Robust perception algorithms for fast and agile navigation

Date:  11/17/2022

Speaker:   Varun Murali

Location: 122 Gates Hall and Zoom

Time: 2:40 p.m.-3:30 p.m.

AbstractIn this talk we explore algorithms for robust visual navigation at operational speeds. Visual inertial navigation at operational speeds is a challenging problem for robotic vehicles.With a camera, inertial measurement unit (IMU) pairing being ubiquitous to most consumer electronics, they form an ideal pairing for applications on the edge and have found applications ranging from large-scale search and rescue, autonomous driving to home robots such as robotic vacuum cleaners. In general, the navigation problem for robots can be written in the form of the sense-think-act framework for autonomy. The “sensing” part is typically performed in this context as bearing measurements to visually salient locations in the environment; the “planning” part then uses the estimate of the ego-state from the sensors and produces a (compactly represented) trajectory from the current location to the goal. Finally, the “act” or controller follows the plan. This division leaves several interesting problems at the intersection of the parts of the framework. For instance, consider the problem of navigating in a relatively unknown environment; if the future percepts are not carefully planned, it is possible to enter a room with very few visual features that degrade the quality of state estimation, which in turn can result in poor closed-loop performance. To this end, we explore the joint problem of perception and planning in a unified setting and show that this framework results in robust trajectory tracking.

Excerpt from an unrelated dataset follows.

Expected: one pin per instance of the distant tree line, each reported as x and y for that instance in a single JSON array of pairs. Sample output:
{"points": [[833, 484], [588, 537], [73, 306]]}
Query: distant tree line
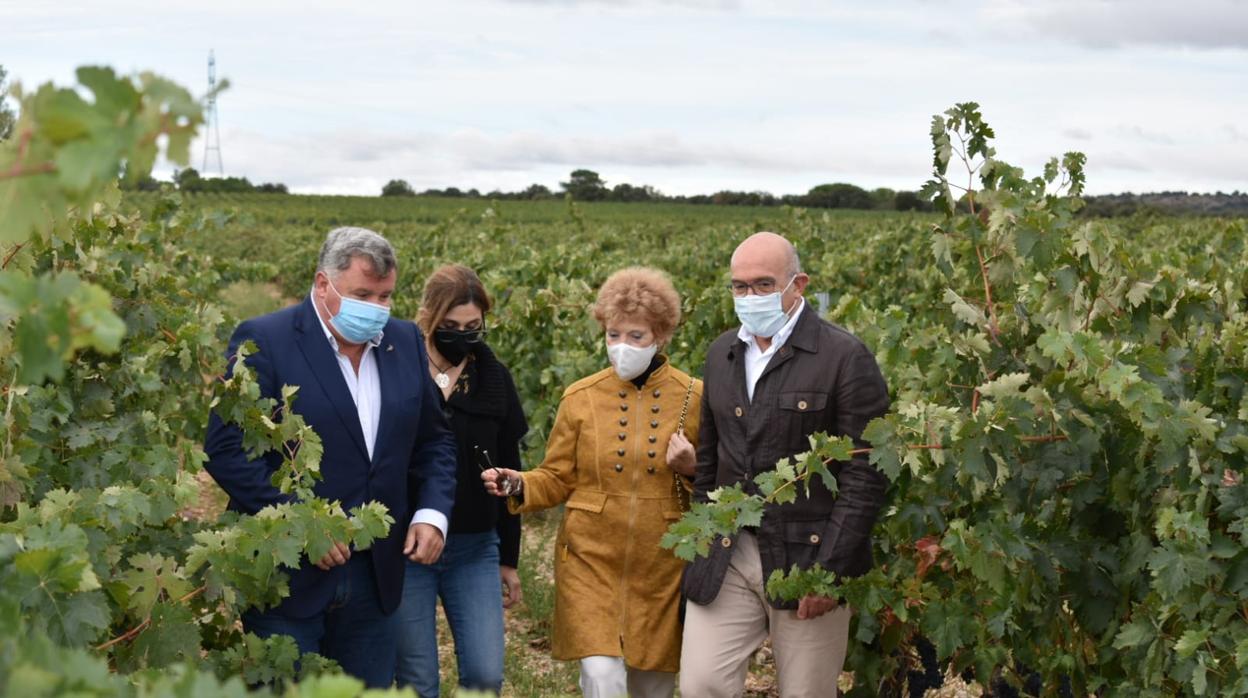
{"points": [[1218, 204], [588, 185], [189, 180]]}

Bio: Varun is currently a PhD candidate at MIT working on decision making under uncertainty for agile navigation. Previously, he was a Computer Scientist with the Computer Vision Technology group at SRI International in Princeton, New Jersey, USA working on GPS denied localization algorithms using low cost sensors. Varun received his bachelor’s degree in Electronics and Communications Engineering from the University of Kent at Canterbury, UK. He also received master’s degrees in Electrical and Computer Engineering and Computer Science with a specialization in computational perception and robotics from the Georgia Institute of Technology. He has also held positions at Dynamic Load Monitoring, Southampton, UK and BMW, Munich, Germany. He enjoys research roles and has been involved in different areas of research in robotics and computer vision, including work on joint perception and planning, semantic localization, guaranteed safe navigation and smooth control for wearable robotics.